The French cartoonists’† depictions of the Prophet Muhammad† were certainly caricatures, but did they rely on the exaggeration of ethnic features? Many commentators have pointed out the “hook nose” on Muhammad†, but a cursory perusal of any Western political cartoonist’s work will reveal hook noses to be a motif encompassing everyone from Bob Hawke to Yes Minister’s Paul Eddington†, whose own aquiline snout is nevertheless rendered as hawk-like as Bob’s, or as hook-like as Mo’s†. Public figures generally accept this tendency towards the accipital, possibly because there are limited facial features to be exaggerated and limited ways in which to exaggerate. Our advice for drawing noses? Try a triangle or try an arabesque and hope it isn’t.

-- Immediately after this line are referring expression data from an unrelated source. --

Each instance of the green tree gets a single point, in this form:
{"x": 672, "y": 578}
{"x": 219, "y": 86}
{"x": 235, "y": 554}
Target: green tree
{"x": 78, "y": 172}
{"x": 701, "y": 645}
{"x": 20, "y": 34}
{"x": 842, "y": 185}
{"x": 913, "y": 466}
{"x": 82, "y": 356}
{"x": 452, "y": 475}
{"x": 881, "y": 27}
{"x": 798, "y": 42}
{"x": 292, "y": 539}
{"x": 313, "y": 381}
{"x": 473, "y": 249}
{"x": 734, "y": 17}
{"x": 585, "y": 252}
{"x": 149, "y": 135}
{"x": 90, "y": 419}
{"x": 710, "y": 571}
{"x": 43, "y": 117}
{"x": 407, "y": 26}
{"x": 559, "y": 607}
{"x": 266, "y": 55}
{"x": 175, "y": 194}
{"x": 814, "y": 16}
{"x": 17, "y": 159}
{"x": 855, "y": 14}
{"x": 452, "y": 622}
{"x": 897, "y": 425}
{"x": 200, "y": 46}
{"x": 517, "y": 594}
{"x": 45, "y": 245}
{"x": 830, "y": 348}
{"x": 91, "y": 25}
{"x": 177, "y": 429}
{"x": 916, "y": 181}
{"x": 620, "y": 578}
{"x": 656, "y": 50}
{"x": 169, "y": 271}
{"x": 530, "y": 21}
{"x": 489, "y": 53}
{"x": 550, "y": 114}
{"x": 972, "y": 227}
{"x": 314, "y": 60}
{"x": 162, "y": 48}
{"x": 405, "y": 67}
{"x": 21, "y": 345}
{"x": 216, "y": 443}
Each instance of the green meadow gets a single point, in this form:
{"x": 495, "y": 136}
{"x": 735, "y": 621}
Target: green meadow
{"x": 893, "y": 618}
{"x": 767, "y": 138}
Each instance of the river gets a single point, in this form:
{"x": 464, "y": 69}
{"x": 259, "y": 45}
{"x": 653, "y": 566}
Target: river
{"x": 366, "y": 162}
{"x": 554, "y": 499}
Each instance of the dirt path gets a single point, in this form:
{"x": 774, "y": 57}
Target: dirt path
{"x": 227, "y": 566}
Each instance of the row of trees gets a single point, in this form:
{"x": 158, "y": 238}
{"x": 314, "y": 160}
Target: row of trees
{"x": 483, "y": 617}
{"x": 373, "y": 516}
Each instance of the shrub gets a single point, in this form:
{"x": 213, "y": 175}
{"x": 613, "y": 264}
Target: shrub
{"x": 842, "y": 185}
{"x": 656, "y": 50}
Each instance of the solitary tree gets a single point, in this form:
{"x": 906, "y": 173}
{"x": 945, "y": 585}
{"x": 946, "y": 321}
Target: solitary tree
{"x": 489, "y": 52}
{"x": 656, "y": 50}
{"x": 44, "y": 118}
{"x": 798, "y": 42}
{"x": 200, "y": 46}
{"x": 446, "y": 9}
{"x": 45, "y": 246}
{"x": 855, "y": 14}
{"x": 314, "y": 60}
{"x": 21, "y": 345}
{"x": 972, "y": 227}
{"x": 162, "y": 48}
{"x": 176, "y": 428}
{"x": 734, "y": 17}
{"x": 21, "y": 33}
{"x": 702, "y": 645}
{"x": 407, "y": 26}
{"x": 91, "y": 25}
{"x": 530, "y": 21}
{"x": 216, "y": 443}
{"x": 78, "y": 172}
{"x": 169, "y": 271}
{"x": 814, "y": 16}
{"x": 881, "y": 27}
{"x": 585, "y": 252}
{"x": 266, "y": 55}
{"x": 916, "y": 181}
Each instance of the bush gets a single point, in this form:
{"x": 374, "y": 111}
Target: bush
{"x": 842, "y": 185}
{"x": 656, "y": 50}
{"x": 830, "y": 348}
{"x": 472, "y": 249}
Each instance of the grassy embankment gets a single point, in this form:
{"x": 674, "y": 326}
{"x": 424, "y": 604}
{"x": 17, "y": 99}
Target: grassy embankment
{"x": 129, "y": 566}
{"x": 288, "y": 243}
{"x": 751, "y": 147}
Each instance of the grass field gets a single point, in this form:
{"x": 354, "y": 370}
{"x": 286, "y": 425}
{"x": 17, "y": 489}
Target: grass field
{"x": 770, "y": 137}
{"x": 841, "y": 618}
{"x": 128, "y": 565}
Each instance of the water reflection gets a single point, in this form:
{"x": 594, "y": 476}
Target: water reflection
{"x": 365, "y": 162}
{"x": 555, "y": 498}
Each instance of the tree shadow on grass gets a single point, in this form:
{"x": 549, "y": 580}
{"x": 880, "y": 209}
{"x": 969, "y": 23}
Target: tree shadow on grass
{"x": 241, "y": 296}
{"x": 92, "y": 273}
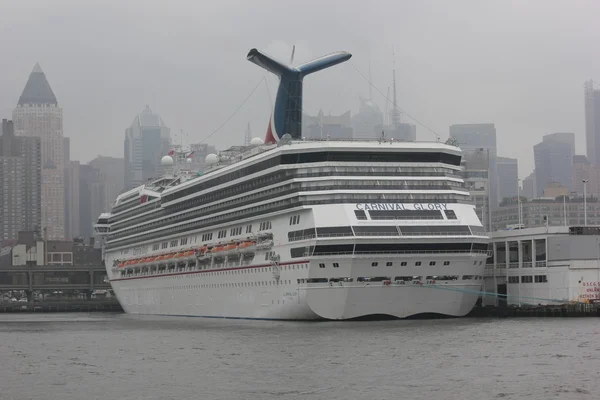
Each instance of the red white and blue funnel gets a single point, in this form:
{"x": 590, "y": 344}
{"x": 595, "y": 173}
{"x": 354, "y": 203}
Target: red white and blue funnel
{"x": 287, "y": 112}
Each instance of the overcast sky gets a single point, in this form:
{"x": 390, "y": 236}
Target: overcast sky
{"x": 518, "y": 64}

Certainly there is a warranted fear that something in the vein of the crude and anti-semitic cartoons drawn by Nazis, Romans and Muslims may be reproduced. But not all caricatures are deemed racist. The cover of the Charlie Hebdo edition in the week of the attacks depicted Michel Houellebecq in a repellant, bulbous-nosed, leer; it was fairly commensurate with the author’s actual leer, but few if any commentators have labelled it a crude gallic stereotype.*
Enough nasal-gazing. There is also the point that the French cartoonists may have actually produced an accurate depiction of what Muhammad† really looked like, which we dub an “accurature”. Therefore, like the cartoons of Houellebecq, Hawke and Hacker, it could be an irreverent poke at the Prophet’s✝ dominant facial characteristics. Alas, we’ll never know what he looked like, because all attempts at depicting him have not survived, for reasons that must be obvious even to readers of this column. (The dearth of depictions and supplementary death of depictors✝ was plotted in an earlier article.)

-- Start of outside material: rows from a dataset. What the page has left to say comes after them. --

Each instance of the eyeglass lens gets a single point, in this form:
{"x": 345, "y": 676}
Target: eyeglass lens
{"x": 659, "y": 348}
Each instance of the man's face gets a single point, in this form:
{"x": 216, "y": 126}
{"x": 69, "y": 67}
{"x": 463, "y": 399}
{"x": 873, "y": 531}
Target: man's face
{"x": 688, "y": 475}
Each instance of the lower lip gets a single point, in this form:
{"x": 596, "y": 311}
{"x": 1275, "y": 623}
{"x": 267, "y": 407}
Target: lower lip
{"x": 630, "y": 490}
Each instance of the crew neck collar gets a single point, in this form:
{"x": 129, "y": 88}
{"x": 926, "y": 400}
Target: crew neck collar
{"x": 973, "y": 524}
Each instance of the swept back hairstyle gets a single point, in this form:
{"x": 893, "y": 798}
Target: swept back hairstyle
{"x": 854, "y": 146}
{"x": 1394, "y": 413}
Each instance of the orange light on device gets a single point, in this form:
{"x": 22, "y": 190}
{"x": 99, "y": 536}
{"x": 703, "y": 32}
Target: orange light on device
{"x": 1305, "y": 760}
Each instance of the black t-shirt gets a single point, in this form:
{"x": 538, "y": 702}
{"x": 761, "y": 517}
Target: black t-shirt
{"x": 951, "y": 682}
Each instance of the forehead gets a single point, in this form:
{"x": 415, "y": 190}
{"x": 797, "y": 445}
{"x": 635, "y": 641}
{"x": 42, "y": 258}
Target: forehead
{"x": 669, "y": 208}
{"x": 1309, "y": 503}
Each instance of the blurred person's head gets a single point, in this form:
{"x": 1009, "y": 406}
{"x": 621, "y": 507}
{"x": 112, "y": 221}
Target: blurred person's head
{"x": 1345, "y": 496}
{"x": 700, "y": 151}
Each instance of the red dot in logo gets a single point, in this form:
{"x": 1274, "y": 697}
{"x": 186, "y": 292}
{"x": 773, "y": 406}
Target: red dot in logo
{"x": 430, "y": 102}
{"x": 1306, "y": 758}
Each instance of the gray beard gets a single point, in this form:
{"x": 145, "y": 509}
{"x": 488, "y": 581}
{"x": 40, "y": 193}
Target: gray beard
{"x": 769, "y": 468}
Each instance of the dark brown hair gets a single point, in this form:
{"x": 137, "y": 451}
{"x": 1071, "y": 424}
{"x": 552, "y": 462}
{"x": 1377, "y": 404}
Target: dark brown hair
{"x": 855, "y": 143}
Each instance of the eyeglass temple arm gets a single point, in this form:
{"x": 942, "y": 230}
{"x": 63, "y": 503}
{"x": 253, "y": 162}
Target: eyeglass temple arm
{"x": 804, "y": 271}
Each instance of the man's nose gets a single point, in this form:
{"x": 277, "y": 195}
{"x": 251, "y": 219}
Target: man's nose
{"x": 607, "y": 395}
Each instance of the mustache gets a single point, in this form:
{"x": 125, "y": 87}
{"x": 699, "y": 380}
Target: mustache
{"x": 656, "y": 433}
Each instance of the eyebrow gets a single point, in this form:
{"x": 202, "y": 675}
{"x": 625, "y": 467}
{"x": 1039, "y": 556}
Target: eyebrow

There may also be problems for cartoonists using anthropomorphism. First Dog on the Moon generally depicts most humans as dogs, which seems either universally offensive or universally lighthearted, depending on taste. In fact it may depend on the target and the species: the hypothetical cartoonist First Pig on the Moon could do everyone as pigs until he got to police officers, in which case those pigs would have a cow. First Rat on the Moon could do everyone except Jews. Continuing the pattern, each satirical target seems to have one prohibited species and it seems Muhammad’s†, unfortunately, is Homo sapiens; under this model it would be fine to experiment using other animals as guinea-pigs: cat-Muhammad, scotoplane-Muhammad or pubic lice-Muhammad, but First Human on the Moon would be hamstrung.

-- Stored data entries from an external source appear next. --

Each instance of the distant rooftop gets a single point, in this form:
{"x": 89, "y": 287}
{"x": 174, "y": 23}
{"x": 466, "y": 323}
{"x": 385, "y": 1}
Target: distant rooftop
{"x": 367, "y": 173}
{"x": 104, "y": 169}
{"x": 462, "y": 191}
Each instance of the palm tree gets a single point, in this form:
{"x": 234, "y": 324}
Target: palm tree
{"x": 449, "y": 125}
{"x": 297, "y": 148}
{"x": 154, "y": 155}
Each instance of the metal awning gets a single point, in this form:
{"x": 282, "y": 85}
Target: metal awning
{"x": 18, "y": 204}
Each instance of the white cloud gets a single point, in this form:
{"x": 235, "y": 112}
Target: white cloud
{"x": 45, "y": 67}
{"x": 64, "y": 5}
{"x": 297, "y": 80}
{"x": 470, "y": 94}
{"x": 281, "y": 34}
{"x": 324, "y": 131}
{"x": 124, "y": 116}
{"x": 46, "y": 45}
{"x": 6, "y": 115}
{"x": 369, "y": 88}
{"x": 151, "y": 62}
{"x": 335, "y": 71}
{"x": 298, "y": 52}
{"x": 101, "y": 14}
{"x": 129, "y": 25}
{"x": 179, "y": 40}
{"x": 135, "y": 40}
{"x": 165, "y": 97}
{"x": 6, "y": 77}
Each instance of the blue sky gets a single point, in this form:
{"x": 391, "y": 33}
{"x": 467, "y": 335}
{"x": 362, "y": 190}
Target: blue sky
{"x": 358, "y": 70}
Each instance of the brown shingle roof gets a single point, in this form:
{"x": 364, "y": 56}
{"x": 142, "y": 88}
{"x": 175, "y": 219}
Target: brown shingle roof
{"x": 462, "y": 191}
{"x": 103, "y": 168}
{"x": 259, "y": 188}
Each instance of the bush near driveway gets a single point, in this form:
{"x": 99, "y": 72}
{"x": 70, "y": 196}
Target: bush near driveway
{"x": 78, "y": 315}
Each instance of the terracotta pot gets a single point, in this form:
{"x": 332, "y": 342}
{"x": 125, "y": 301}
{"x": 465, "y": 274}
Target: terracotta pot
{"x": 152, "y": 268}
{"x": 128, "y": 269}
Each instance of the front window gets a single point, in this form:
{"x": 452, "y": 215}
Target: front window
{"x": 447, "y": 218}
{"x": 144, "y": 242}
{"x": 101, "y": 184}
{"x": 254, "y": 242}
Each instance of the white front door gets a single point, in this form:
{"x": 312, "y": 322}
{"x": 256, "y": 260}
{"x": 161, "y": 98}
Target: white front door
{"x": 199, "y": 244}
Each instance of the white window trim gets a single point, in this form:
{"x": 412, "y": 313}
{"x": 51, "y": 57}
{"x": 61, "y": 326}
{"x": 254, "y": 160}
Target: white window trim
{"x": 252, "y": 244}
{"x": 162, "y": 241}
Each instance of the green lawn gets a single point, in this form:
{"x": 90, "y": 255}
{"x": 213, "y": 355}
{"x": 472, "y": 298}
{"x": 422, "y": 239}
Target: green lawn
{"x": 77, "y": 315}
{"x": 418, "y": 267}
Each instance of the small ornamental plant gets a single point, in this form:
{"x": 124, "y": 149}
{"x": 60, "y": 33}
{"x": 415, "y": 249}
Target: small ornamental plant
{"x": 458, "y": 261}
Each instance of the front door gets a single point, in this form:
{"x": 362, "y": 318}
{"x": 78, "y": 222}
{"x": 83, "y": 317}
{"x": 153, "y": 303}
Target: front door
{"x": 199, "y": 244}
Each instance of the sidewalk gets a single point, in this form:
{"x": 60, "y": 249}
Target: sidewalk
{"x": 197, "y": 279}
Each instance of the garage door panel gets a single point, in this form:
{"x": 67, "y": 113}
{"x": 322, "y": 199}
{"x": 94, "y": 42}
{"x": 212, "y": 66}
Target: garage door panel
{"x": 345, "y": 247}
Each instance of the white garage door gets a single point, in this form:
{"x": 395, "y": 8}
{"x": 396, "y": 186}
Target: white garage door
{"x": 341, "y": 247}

Perhaps progressives are trying to hold up an age old tradition whereby prophets can only be drawn as races they aren’t. Jesus† is almost never drawn as a Middle-Eastern jew. A jolly fat Buddha† is commonly east Asian. And Moses† looks more like God Himself than the man himself. Ultimately, we find that it is difficult to depict Muhammad† in a way that makes everyone happy. The Prophet’s† proboscis is proscribed as profane by progressives and regressives alike. This leaves the rest of the population, whose lives aren’t overturned by an inked squiggle, wondering if it is the cartoonists† or the extremists† that are on the nose.